Il finale di stagione per Federica è stato davvero brillante: nella rassegna iridata in Ruanda si è messa al collo la medaglia di bronzo nella cronometro individuale salendo sul podio con la campionessa mondiale Zoe Bäckstedt e la slovacca Viktória Chladoňová, seconda classificata. Poi, agli Europei in Francia, ha conquistato la vittoria nella cronometro individuale riservata alla categoria U23 e il secondo posto nella staffetta mista assieme a Guazzini, Cecchini, Frigo, Milesi e Ganna.

Il momento da incorniciare per Venturelli è certamente la conquista dell’iride nell’inseguimento a squadre (con Guazzini, Alzini, Fidanza e Consonni, ndr) sulla pista del Velodromo di Santiago del Cile. «Vincere il mio primo mondiale nella categoria elite è stato qualcosa di bellissimo, qualcosa che difficilmente dimenticherò», afferma, con ancora un po’ di emozione, l’Azzurra. Poi spiega: «Fin dalle categorie giovanili ho praticato pista ma con il passaggio da Junior ho cominciato a costruire il percorso verso l’obiettivo lavorando con le “grandi”. È stato necessario del tempo per inserirsi al meglio nel gruppo ma il momento è arrivato, ho colto la mia opportunità, è andata molto bene e ne sono felice».

Sempre parlando di pista la giovane atleta ci svela i suoi obiettivi per il 2026: «Il primo appuntamento sarà l’Europeo Konya in Turchia, poi disputerò una prova di Coppa del Mondo e i Mondiali ad ottobre».

La UAE Team ADQ, club in la talentuosa cremonese è approdata nel 2024, l’ha promossa nella formazione WorldTour e durante il training camp di Benidorm i tecnici della formazione e Federica hanno pianificato la partecipazione ad alcune gare: «La prima gara della stagione sarà ad Almeria poi dovrei volare in Belgio, e questo mi rende particolarmente felice perché amo quel tipo di corse e di percorsi» dice Federica che inoltre ci svela altri due possibili tasselli del suo calendario: la Parigi-Roubaix e la Vuelta Espana.
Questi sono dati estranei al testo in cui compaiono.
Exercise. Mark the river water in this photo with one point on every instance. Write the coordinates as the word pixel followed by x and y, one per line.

A quasi ventun anni (li compirà il 12 gennaio, ndr) Federica Venturelli è pronta a fare il salto in “prima squadra”. «Sarà dura perché  so che il livello si alzerà notevolmente. Il team non mi mette troppa pressione e io sono contenta di poter continuare il mio percorso di crescita così come ho sempre fatto nelle varie categorie. Cercherò di aiutare il più possibile la squadra e imparare da Elisa Longo Borghini e da tutte le mie compagne».

Tra mille impegni e allenamenti Venturelli rientrerà a casa nelle prossime ore, il perché ce lo spiega lei stessa: «Finito il training camp con la UAE Team ADQ sono praticamente corsa in pista ad allenarmi con la Nazionale, tornerò a casa proprio all’ultimo momento per passare qualche giorno in famiglia. Domani sera, faremo una cena leggera alla Vigilia, mentre i festeggiamenti veri e propri saranno il giorno di Natale: ci aspetta il classico pranzo con la famiglia riunita» racconta e poi aggiunge  «Certamente ci sarà anche una uscita in bici, quella non può mancare».

E i regali? «Sotto l’albero non mi aspetto nulla di particolare, al 2026 chiedo solo una stagione con più tranquillità e meno infortuni».